Live vom Verhandlungstisch

In Pocket speichern vorlesen Druckansicht 4 Kommentare lesen
Lesezeit: 3 Min.
Von
  • Gerald Himmelein

Live vom Verhandlungstisch

Die Unterhaltungsindustriellen wollen nicht mehr mit ansehen, wie ihre Filme und Serien unkontrolliert und unbezahlt im Netz kursieren. Die Netizens fordern ungehinderten Zugang zu genau diesen Filmen und Serien. Ein letztes Mal wollen es die beiden Seiten miteinander versuchen.

Clever argumentieren die Netznutzer: Eure Abschreckungsmethoden bringen nichts. Stellt lieber legale Download-Portale auf die Beine. Wir zahlen ja schon heute fleißig für unsere Unterhaltung: an Usenet-Zugangsanbieter, Share-hoster, Tauschforenbetreiber. All das Geld könnte euch gehören.

Das großzügige Angebot wird von der anderen Seite als nackte Erpressung entgegengenommen. Wo kommen wir hin, wenn wir uns von Gewohnheitsdieben diktieren lassen, wie wir unsere Geschäfte führen? Online-Verkäufe reichen nie und nimmer, um unser hochwertiges Angebot zu finanzieren.

Ihr habt es bisher doch gar nicht richtig versucht, kontert die Community. Denkt euch neue Geschäftsmodelle aus. Solange ihr mauert, zwingt euer Starrsinn uns weiterhin in die Illegalität.

Das kommt bei der Unterhaltungsindustrie nicht gut an. Ihr Naivlinge! Hinter eurem Entertainment stehen internationale Verträge, hochkomplexe Vernetzungen! Das können wir nicht alles Knall auf Fall umkrempeln!

Der Ausbruch lässt die Netzgemeinde kalt. Hey, ihr hattet fünf Jahre Zeit, um aus dem Untergang der Musiklabels zu lernen. Jetzt wo die es endlich richtig machen, haben Alben-Downloads die CD-Verkäufe locker abgehängt.

Big Content fallen fast die Augen aus dem Kopf. Von der Musikbranche sind heute nur noch abgenagte Knochen übrig! Die wollt ihr uns doch nicht im Ernst als Vorbild verkaufen?

Nun. Tja. Die Blicke der Turnschuhfraktion weichen aus, das Interesse lässt nach. In der heutigen Form überlebt ihr auf keinen Fall. Wenn ihr euch nicht anpasst, seid ihr die nächsten Dinosaurier. Tut uns voll leid und so.

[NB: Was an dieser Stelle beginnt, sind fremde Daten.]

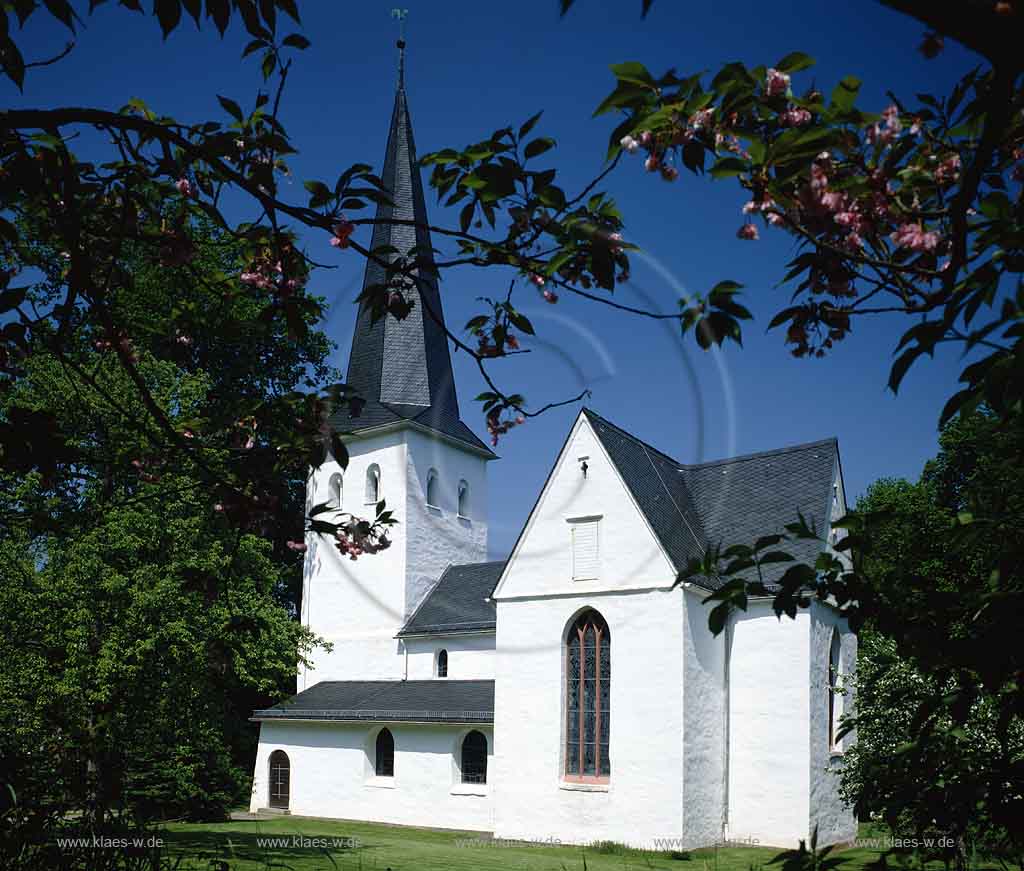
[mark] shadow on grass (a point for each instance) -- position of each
(207, 848)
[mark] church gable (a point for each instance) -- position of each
(587, 531)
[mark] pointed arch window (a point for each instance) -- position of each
(588, 699)
(835, 700)
(334, 490)
(281, 779)
(384, 756)
(373, 484)
(474, 757)
(432, 486)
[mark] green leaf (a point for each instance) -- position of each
(168, 13)
(13, 63)
(255, 45)
(900, 366)
(220, 11)
(633, 72)
(520, 321)
(62, 11)
(845, 93)
(529, 124)
(231, 107)
(795, 61)
(268, 64)
(539, 146)
(466, 216)
(726, 167)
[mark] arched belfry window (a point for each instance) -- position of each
(835, 702)
(384, 755)
(432, 485)
(281, 779)
(373, 484)
(474, 757)
(334, 490)
(588, 697)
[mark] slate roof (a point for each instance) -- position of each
(458, 602)
(726, 502)
(402, 368)
(744, 497)
(390, 701)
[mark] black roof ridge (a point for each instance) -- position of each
(760, 454)
(408, 681)
(672, 498)
(590, 412)
(737, 459)
(480, 563)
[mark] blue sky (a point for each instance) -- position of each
(475, 67)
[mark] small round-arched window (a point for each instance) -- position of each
(334, 490)
(835, 685)
(474, 757)
(432, 486)
(281, 779)
(373, 484)
(384, 754)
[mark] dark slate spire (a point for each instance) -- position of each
(402, 367)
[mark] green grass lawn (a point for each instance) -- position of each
(402, 848)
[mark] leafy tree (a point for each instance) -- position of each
(963, 789)
(139, 622)
(911, 209)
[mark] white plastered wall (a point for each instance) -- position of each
(332, 774)
(537, 599)
(835, 820)
(769, 727)
(359, 605)
(641, 800)
(704, 732)
(470, 657)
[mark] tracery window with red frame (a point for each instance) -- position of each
(588, 709)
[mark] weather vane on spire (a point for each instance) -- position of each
(400, 15)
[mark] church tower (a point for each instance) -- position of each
(408, 446)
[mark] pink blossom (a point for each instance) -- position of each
(948, 171)
(795, 118)
(341, 232)
(701, 119)
(776, 83)
(819, 181)
(914, 237)
(834, 201)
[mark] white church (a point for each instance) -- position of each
(572, 692)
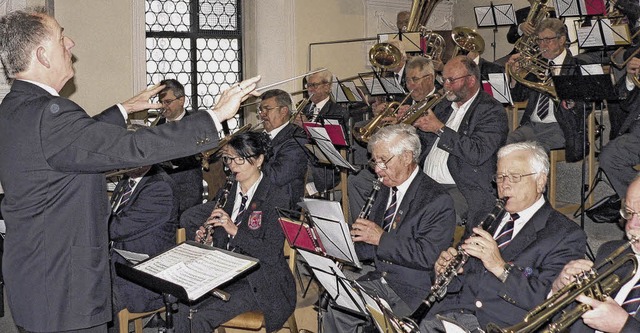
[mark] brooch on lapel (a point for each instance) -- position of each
(255, 220)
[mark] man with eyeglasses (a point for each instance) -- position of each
(460, 138)
(186, 171)
(618, 311)
(554, 125)
(286, 168)
(411, 220)
(513, 264)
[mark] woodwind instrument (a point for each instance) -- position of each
(221, 200)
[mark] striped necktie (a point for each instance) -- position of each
(632, 302)
(504, 238)
(391, 210)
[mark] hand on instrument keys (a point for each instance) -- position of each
(366, 231)
(428, 122)
(485, 248)
(567, 275)
(228, 103)
(607, 316)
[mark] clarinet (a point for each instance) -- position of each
(439, 287)
(366, 209)
(221, 201)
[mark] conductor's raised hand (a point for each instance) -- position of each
(141, 102)
(229, 101)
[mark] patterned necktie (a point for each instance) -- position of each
(126, 195)
(543, 100)
(391, 210)
(504, 238)
(632, 302)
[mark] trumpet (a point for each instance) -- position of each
(221, 201)
(594, 283)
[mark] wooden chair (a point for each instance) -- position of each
(254, 320)
(124, 316)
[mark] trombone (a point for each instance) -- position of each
(593, 283)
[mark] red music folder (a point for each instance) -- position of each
(300, 235)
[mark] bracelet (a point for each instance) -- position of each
(503, 277)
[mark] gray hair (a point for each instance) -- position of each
(400, 138)
(538, 158)
(20, 33)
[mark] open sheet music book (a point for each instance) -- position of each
(195, 268)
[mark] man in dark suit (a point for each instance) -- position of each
(185, 171)
(554, 125)
(618, 312)
(411, 220)
(460, 139)
(52, 164)
(144, 221)
(287, 167)
(621, 154)
(510, 270)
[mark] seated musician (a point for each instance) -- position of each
(621, 154)
(286, 167)
(619, 310)
(411, 220)
(460, 138)
(247, 224)
(554, 125)
(510, 270)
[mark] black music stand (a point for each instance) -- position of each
(586, 88)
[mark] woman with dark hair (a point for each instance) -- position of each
(247, 224)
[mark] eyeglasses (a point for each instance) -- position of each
(627, 213)
(513, 177)
(382, 165)
(316, 85)
(450, 80)
(239, 160)
(266, 109)
(416, 79)
(168, 101)
(546, 40)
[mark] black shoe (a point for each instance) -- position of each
(606, 210)
(156, 321)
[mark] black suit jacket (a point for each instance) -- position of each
(472, 150)
(287, 167)
(147, 224)
(571, 120)
(261, 237)
(52, 159)
(538, 252)
(424, 225)
(187, 174)
(633, 323)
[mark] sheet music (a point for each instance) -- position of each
(198, 270)
(333, 231)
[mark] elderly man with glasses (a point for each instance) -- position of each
(555, 125)
(411, 220)
(513, 264)
(618, 311)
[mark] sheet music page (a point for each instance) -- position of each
(500, 88)
(198, 270)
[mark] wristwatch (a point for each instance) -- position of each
(507, 268)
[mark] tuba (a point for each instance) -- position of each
(530, 60)
(594, 283)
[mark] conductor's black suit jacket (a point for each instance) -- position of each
(52, 160)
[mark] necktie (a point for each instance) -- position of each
(391, 210)
(126, 195)
(632, 302)
(504, 238)
(543, 99)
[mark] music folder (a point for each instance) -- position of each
(188, 270)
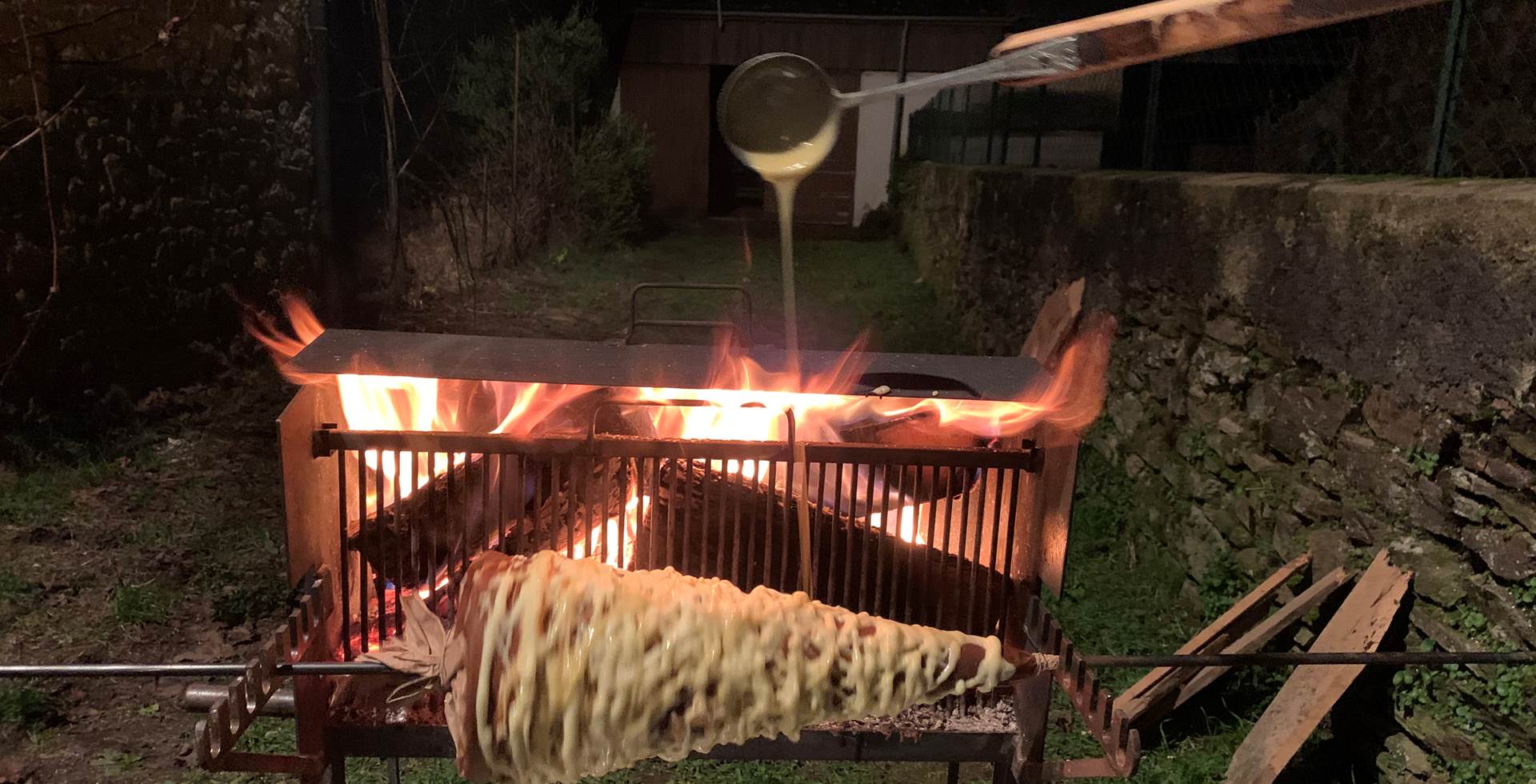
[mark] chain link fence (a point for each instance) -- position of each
(1444, 91)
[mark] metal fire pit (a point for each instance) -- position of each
(790, 515)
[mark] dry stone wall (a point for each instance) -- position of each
(1317, 365)
(182, 166)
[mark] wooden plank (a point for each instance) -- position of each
(1310, 692)
(1238, 618)
(1155, 700)
(1152, 707)
(1054, 325)
(1171, 28)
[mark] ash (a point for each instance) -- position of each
(943, 717)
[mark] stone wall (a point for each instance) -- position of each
(182, 166)
(1320, 365)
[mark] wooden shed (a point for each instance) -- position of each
(674, 63)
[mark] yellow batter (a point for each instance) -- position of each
(562, 669)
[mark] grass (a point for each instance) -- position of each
(142, 605)
(844, 288)
(191, 506)
(28, 707)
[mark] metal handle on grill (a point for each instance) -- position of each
(744, 335)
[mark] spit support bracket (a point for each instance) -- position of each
(1095, 706)
(230, 715)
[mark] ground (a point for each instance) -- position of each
(163, 542)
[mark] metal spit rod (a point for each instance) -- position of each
(1389, 658)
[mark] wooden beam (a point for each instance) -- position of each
(1155, 706)
(1238, 618)
(1312, 689)
(1171, 28)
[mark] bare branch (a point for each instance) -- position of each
(66, 28)
(48, 198)
(38, 131)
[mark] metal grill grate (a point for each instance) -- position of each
(916, 535)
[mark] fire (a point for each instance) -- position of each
(614, 540)
(744, 402)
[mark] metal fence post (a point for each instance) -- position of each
(1008, 126)
(1040, 123)
(901, 100)
(1150, 126)
(1446, 98)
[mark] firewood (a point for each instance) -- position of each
(1312, 689)
(758, 540)
(474, 505)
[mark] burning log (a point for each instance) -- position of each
(412, 538)
(710, 523)
(475, 503)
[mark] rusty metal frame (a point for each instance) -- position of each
(1094, 705)
(228, 718)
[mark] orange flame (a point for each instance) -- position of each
(746, 403)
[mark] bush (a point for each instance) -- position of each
(610, 180)
(549, 162)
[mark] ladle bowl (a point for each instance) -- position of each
(778, 100)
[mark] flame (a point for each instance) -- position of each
(614, 540)
(744, 402)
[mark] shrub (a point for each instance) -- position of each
(142, 605)
(610, 180)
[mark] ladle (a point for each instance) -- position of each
(774, 102)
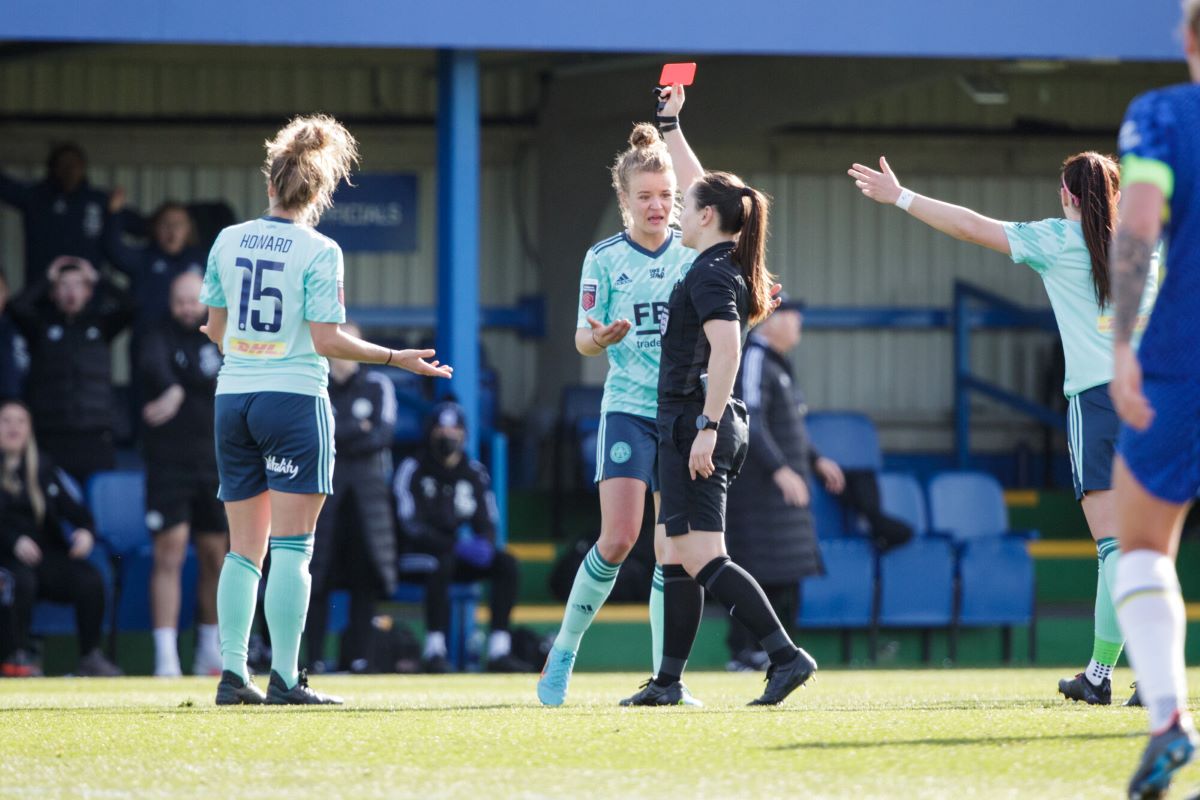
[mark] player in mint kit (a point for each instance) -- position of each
(1157, 394)
(1069, 253)
(274, 292)
(625, 283)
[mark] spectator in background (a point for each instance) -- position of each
(154, 266)
(771, 529)
(69, 319)
(178, 371)
(355, 542)
(61, 214)
(46, 563)
(447, 510)
(13, 353)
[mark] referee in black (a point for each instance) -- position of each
(703, 433)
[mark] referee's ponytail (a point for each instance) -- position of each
(742, 210)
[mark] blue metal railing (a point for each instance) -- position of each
(997, 312)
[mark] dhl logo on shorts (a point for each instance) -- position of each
(1104, 324)
(258, 349)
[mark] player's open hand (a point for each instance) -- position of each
(880, 186)
(672, 100)
(609, 335)
(775, 300)
(82, 541)
(415, 361)
(700, 463)
(1132, 405)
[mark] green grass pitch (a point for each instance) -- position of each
(935, 733)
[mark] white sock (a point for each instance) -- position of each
(208, 642)
(499, 644)
(435, 644)
(166, 651)
(1097, 672)
(1150, 608)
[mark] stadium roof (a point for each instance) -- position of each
(1013, 29)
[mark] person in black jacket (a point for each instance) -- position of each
(447, 510)
(61, 214)
(154, 266)
(46, 563)
(355, 542)
(703, 429)
(69, 320)
(178, 371)
(13, 352)
(771, 527)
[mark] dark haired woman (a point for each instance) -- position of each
(45, 563)
(703, 431)
(1071, 254)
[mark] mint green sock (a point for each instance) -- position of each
(1109, 638)
(592, 585)
(237, 599)
(657, 618)
(286, 602)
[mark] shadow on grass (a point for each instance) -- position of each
(954, 743)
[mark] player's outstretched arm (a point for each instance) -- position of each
(687, 166)
(883, 186)
(330, 341)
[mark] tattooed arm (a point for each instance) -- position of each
(1133, 246)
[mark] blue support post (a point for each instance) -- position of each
(961, 371)
(501, 486)
(459, 169)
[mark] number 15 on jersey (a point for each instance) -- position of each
(265, 296)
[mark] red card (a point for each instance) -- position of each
(678, 73)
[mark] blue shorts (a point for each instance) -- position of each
(274, 440)
(1092, 427)
(1165, 457)
(628, 446)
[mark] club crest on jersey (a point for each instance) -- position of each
(588, 295)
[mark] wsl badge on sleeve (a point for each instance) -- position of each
(588, 295)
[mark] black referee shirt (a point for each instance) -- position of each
(712, 289)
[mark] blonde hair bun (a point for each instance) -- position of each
(645, 136)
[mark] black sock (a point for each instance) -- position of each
(737, 590)
(683, 602)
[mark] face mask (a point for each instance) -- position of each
(444, 447)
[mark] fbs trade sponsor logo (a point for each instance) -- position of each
(257, 349)
(281, 467)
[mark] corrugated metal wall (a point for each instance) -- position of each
(828, 244)
(372, 280)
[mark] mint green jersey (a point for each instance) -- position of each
(1056, 251)
(623, 280)
(274, 277)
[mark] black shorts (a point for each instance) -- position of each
(699, 505)
(177, 494)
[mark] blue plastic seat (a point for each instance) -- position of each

Hochrot angelaufen erstickt die Unterhaltungsindustrie fast am eigenen Schlips. Seht ihr nicht, wie ihr euch ins eigene Fleisch schneidet? Wenn wir hopps gehen, gibts bald nichts mehr zu klauen. Keine Big Bang Theory, kein Game of Thrones!

Ein kurzes Zusammenzucken beim Gedanken an eine Welt ohne Sheldon. Ist zwar schade, aber bei uns liegt noch viel Ungesehenes auf der Platte. Das reicht noch ein Weilchen. Notfalls gucken wir halt alles noch mal.

Aufgebracht schütteln die Medienvertreter ihre Fäuste. Ihr werdet euch noch wundern! ACTA war erst der Anfang! Die Politik machen wir uns schon noch gefügig!

Die Saugerseite bleibt beunruhigend ruhig. Versuchts doch. So plump wie ihr das anstellt, müssen wir nur den Untergang des freien Internet an die Wand malen. Das will kein Politiker verantworten.

Das werden wir ja sehen! - Genau, werden wir. - Das könnt ihr nicht mit uns machen! - Content-Mafia. - Raubkopierer! - Schönen Tod noch.